The combined approach of DNA pooling followed by MPR strongly facilitates mutation analysis in broadly heterogeneous single gene disorders. The lack of mutations in 75% of patients in this cohort indicates further extensive heterogeneity in NPHP-AC.
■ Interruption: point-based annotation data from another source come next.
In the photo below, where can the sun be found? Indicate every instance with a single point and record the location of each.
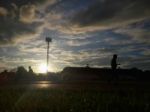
(42, 68)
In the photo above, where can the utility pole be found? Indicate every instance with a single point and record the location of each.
(48, 40)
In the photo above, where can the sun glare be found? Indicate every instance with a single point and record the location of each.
(42, 68)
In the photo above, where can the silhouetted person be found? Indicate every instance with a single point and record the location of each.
(30, 70)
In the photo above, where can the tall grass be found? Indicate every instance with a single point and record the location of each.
(62, 100)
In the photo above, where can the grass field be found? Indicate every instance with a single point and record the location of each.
(81, 100)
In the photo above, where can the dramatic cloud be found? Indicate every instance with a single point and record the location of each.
(27, 13)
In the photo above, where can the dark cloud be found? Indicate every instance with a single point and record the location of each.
(18, 18)
(109, 11)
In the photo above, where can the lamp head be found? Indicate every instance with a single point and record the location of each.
(48, 39)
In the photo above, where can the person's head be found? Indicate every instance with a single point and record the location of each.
(115, 56)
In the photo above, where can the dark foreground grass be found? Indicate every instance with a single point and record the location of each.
(61, 100)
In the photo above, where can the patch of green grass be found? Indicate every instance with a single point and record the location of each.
(63, 100)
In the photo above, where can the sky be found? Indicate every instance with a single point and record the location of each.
(82, 31)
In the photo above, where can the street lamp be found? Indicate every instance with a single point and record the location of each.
(48, 40)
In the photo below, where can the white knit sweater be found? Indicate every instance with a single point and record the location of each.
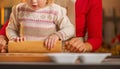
(39, 24)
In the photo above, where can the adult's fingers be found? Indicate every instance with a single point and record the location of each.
(73, 40)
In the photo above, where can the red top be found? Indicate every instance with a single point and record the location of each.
(89, 18)
(2, 30)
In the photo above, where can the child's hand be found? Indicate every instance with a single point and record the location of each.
(19, 39)
(51, 41)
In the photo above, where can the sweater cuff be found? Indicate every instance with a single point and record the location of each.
(95, 44)
(60, 35)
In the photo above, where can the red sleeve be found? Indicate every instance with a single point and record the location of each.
(2, 31)
(93, 20)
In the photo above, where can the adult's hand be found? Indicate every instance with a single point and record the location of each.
(76, 45)
(3, 41)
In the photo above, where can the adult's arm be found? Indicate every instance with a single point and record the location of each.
(3, 29)
(93, 21)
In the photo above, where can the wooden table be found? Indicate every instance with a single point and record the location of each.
(109, 63)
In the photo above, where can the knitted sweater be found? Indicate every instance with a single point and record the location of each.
(39, 24)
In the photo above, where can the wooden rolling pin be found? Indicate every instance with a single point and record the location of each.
(32, 47)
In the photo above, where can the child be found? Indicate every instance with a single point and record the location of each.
(39, 20)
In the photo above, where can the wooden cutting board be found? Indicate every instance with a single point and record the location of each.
(32, 47)
(24, 57)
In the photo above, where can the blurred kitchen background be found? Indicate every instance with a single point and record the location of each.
(111, 23)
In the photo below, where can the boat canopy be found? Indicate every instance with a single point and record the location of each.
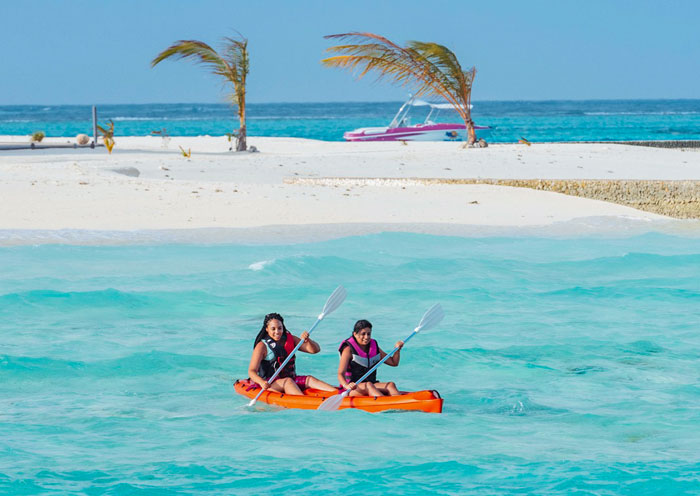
(439, 106)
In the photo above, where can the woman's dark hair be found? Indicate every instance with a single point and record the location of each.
(263, 330)
(361, 324)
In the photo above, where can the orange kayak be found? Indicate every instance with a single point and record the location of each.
(428, 401)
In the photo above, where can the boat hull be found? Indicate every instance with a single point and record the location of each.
(425, 401)
(432, 132)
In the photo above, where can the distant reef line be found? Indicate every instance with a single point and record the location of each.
(674, 198)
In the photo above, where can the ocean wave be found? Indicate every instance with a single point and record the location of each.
(660, 112)
(260, 265)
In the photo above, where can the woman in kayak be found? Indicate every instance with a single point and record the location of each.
(272, 346)
(358, 354)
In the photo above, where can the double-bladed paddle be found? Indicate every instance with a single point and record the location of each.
(333, 302)
(431, 318)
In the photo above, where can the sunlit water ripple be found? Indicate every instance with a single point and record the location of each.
(566, 365)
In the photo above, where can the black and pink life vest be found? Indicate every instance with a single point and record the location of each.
(275, 355)
(361, 361)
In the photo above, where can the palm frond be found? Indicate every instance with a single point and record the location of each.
(198, 51)
(432, 68)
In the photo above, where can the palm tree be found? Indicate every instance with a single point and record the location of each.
(232, 64)
(433, 68)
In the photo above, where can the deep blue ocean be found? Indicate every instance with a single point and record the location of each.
(609, 120)
(568, 367)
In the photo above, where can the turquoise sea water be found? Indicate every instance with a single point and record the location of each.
(568, 366)
(592, 120)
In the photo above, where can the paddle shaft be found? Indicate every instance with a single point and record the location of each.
(289, 357)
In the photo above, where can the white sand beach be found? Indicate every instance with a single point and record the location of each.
(143, 186)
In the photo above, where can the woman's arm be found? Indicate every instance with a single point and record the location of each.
(255, 359)
(345, 357)
(393, 361)
(309, 346)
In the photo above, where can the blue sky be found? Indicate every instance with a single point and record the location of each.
(84, 52)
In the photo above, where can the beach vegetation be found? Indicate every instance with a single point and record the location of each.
(432, 69)
(107, 135)
(231, 63)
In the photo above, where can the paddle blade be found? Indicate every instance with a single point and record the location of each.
(431, 318)
(334, 300)
(331, 404)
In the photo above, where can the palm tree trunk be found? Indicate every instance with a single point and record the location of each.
(471, 134)
(241, 145)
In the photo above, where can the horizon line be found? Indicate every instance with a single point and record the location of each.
(354, 101)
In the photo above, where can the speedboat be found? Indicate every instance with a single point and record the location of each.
(400, 128)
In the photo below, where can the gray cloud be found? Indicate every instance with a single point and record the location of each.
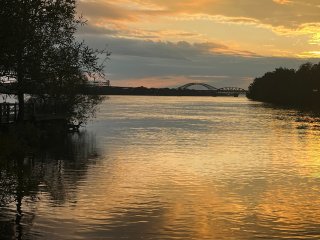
(137, 59)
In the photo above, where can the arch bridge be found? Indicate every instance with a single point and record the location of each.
(223, 90)
(186, 86)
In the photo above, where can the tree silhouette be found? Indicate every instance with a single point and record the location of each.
(288, 86)
(39, 52)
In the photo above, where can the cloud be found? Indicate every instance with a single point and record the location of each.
(166, 64)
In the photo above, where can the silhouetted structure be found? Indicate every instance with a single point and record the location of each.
(288, 86)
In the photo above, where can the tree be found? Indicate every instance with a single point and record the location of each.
(39, 52)
(288, 86)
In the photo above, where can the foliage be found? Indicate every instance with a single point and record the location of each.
(39, 51)
(288, 86)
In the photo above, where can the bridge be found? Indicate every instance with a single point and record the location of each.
(234, 91)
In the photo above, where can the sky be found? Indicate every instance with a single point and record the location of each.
(168, 43)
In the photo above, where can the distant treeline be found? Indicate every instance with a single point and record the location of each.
(289, 86)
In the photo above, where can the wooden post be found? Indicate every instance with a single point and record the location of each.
(0, 112)
(15, 112)
(8, 112)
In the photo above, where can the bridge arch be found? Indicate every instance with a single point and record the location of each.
(231, 90)
(209, 87)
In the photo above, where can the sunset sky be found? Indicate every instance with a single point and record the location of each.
(167, 43)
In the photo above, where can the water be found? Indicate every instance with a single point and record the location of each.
(173, 168)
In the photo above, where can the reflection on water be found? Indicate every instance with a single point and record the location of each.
(48, 171)
(171, 168)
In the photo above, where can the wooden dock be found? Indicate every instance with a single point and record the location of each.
(8, 113)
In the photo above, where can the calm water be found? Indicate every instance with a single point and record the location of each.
(172, 168)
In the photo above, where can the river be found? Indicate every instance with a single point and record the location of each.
(174, 168)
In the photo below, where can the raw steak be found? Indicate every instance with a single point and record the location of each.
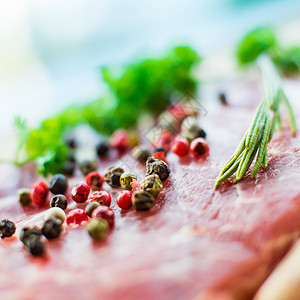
(195, 243)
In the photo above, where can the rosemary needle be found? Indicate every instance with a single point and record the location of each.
(254, 143)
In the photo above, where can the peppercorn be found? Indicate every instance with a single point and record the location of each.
(160, 155)
(24, 197)
(69, 168)
(39, 192)
(55, 212)
(181, 147)
(59, 201)
(124, 199)
(87, 167)
(98, 229)
(94, 180)
(76, 216)
(159, 149)
(112, 177)
(152, 184)
(7, 228)
(141, 154)
(126, 179)
(106, 213)
(102, 148)
(58, 184)
(157, 166)
(142, 200)
(135, 185)
(71, 142)
(91, 207)
(199, 148)
(52, 228)
(102, 197)
(34, 245)
(26, 232)
(80, 192)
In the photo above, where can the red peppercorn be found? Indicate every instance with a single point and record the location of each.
(39, 192)
(94, 180)
(102, 197)
(160, 155)
(199, 147)
(105, 213)
(80, 192)
(124, 199)
(76, 216)
(181, 146)
(120, 141)
(136, 186)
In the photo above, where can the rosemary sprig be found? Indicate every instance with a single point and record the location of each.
(267, 116)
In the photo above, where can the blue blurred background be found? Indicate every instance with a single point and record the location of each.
(51, 51)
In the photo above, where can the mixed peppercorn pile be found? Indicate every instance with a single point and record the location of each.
(98, 217)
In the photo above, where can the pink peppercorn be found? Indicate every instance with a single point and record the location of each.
(80, 192)
(136, 186)
(94, 180)
(199, 148)
(160, 155)
(181, 147)
(76, 216)
(106, 213)
(102, 197)
(39, 192)
(124, 199)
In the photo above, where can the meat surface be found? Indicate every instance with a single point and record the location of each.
(195, 243)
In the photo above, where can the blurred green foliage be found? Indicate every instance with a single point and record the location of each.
(263, 40)
(146, 86)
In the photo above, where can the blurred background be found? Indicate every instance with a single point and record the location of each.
(51, 51)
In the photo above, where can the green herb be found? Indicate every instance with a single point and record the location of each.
(146, 86)
(254, 143)
(263, 40)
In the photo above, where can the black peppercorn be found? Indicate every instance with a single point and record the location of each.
(59, 201)
(27, 232)
(52, 228)
(102, 148)
(91, 207)
(24, 197)
(58, 184)
(142, 200)
(34, 245)
(87, 167)
(112, 176)
(159, 167)
(141, 154)
(7, 228)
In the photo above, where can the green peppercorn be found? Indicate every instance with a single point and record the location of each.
(24, 197)
(52, 228)
(126, 179)
(152, 184)
(159, 167)
(91, 207)
(141, 154)
(7, 228)
(142, 200)
(97, 228)
(87, 167)
(112, 176)
(59, 201)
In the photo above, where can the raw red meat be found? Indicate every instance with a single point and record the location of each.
(195, 243)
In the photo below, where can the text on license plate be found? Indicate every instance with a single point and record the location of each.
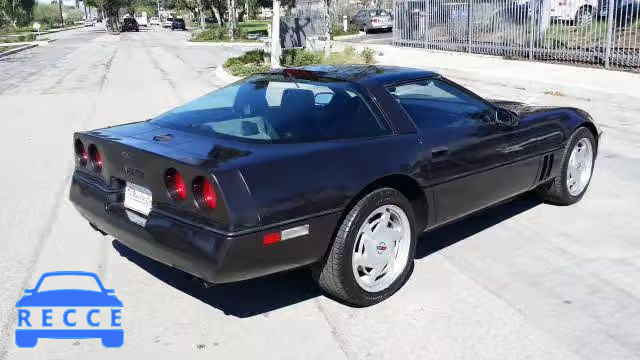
(137, 198)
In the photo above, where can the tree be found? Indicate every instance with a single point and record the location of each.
(61, 17)
(275, 35)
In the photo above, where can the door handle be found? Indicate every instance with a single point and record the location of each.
(439, 153)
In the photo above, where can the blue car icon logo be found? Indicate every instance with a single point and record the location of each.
(69, 305)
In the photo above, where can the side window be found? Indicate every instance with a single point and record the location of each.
(434, 104)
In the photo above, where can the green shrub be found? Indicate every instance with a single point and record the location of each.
(72, 15)
(337, 30)
(46, 14)
(219, 33)
(247, 69)
(299, 57)
(232, 61)
(255, 57)
(368, 55)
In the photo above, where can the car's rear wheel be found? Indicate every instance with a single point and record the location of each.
(578, 160)
(372, 253)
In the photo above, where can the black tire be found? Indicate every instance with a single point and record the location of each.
(556, 191)
(335, 275)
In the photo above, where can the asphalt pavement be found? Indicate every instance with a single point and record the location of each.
(524, 280)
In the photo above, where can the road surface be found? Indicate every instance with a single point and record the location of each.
(524, 280)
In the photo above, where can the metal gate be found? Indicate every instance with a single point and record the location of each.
(602, 32)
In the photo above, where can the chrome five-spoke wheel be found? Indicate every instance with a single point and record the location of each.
(381, 248)
(579, 167)
(372, 251)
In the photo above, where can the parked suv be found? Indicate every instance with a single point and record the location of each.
(178, 23)
(373, 19)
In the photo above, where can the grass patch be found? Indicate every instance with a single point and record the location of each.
(336, 30)
(253, 62)
(255, 27)
(217, 33)
(298, 57)
(20, 38)
(7, 48)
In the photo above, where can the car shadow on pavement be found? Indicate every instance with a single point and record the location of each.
(259, 296)
(241, 299)
(440, 238)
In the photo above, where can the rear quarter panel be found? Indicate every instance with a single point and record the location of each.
(320, 178)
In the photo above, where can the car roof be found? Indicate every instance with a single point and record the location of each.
(365, 73)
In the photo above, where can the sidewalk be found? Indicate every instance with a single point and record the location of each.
(579, 82)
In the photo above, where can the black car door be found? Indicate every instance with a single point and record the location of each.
(471, 165)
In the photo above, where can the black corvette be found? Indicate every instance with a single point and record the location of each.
(340, 168)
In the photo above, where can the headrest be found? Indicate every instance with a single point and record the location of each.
(297, 100)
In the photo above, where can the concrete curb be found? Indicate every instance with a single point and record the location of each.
(37, 43)
(348, 37)
(23, 48)
(53, 31)
(212, 43)
(225, 76)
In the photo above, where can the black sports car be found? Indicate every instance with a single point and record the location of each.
(340, 168)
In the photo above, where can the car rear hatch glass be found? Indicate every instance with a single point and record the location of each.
(279, 109)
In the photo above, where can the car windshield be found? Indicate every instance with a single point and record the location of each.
(275, 109)
(69, 282)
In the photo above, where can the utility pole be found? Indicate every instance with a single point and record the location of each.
(275, 35)
(201, 12)
(61, 17)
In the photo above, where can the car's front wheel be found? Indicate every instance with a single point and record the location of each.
(578, 160)
(373, 249)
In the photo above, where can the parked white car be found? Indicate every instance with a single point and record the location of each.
(142, 19)
(581, 12)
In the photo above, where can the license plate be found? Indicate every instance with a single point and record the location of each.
(137, 198)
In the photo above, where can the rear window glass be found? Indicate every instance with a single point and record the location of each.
(277, 109)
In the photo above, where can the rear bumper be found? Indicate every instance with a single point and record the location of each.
(208, 254)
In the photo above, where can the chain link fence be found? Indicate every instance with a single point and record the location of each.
(602, 32)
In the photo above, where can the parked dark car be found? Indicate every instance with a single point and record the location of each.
(130, 24)
(178, 23)
(340, 168)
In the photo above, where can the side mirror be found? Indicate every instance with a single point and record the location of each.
(506, 117)
(323, 98)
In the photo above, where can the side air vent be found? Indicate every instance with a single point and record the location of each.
(547, 166)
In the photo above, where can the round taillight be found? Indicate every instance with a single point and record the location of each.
(81, 153)
(95, 158)
(175, 184)
(204, 193)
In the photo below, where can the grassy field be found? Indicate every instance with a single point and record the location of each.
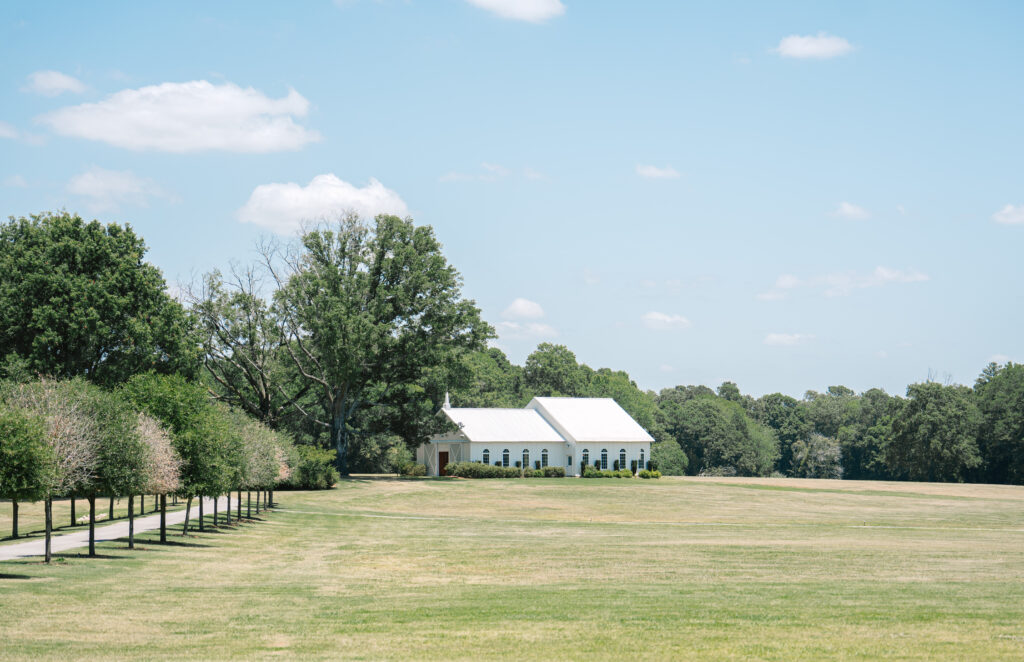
(670, 569)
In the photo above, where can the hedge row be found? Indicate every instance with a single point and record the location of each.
(481, 470)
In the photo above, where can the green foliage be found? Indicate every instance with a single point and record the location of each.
(314, 469)
(934, 437)
(373, 316)
(76, 299)
(999, 396)
(25, 456)
(414, 468)
(718, 435)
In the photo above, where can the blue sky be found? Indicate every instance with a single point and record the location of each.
(788, 196)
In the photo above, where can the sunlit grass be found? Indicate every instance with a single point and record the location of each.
(670, 569)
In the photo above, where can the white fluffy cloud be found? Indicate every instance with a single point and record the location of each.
(1010, 215)
(529, 10)
(523, 309)
(284, 207)
(820, 46)
(841, 283)
(654, 172)
(50, 83)
(109, 190)
(189, 117)
(524, 330)
(851, 211)
(786, 339)
(665, 322)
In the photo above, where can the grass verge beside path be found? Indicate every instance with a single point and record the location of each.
(552, 569)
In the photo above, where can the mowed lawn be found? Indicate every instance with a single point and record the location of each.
(560, 569)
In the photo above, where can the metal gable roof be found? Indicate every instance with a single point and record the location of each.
(503, 424)
(591, 419)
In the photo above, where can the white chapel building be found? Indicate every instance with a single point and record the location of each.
(556, 431)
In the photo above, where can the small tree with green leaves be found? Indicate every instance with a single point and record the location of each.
(25, 458)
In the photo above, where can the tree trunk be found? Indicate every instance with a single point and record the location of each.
(184, 527)
(92, 526)
(163, 518)
(131, 522)
(48, 514)
(339, 435)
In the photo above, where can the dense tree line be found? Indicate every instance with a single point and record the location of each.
(345, 341)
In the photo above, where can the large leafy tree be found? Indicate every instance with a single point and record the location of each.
(369, 311)
(77, 299)
(934, 437)
(999, 395)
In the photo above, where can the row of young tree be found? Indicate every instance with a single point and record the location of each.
(944, 432)
(346, 339)
(155, 435)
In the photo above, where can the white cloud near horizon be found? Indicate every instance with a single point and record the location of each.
(787, 339)
(1010, 215)
(109, 190)
(522, 308)
(528, 10)
(665, 322)
(51, 83)
(283, 208)
(820, 46)
(654, 172)
(196, 116)
(851, 211)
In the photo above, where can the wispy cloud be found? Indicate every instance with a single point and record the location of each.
(787, 339)
(51, 83)
(851, 211)
(528, 10)
(522, 308)
(284, 207)
(196, 116)
(110, 190)
(820, 46)
(654, 172)
(665, 322)
(1010, 215)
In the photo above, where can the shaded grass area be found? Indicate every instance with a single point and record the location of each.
(671, 569)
纤毛相关的肾病(NPHP-AC)是一组常染色体隐性遗传的囊性肾病,包括肾单位肾痨病(NPHP)、Senior-Loken 综合征(SLS)、Joubert 综合征(JBTS)和 Meckel-Gruber 综合征(MKS)。迄今为止,已经在 18 个不同的基因中描述了 NPHP-AC 的致病突变,使得突变分析繁琐且昂贵。为了克服广泛的遗传基因座异质性,设计了一种 DNA 池化与连续大规模平行重测序(MPR)相结合的策略。
在 120 名具有严重 NPHP-AC 表型的患者中,制备了 5 个包含 24 名患者的基因组 DNA 池,作为模板用于 PCR 扩增 18 个 NPHP-AC 基因(NPHP1、INVS、NPHP3、NPHP4、IQCB1、CEP290、GLIS2、RPGRIP1L、NEK8、TMEM67、INPP5E、TMEM216、AHI1、ARL13B、CC2D2A、TTC21B、MKS1 和 XPNPEP3)的所有 376 个外显子。然后将 PCR 产物进行 Illumina 基因组分析仪上的 MPR,并通过 CEL I 内切酶基于异源双链筛选将突变分配给各自的突变携带者,并通过 Sanger 测序进行确认。
作为原理验证,使用了已知突变患者的 DNA,证明了 24 个不同等位基因中的 22 个(92%的灵敏度)的检测。MPR 在 120 名患者中的 30 名(25%)中导致了分子诊断,并在七个不同的 NPHP-AC 基因中发现了 54 个致病性突变(27 个新突变)。此外,在 24 名患者中,仅发现了单个杂合的意义不明的变异。
DNA 池化后进行 MPR 的联合方法极大地促进了广泛异质性单基因疾病的突变分析。在该队列的 75%的患者中未发现突变表明 NPHP-AC 存在进一步的广泛异质性。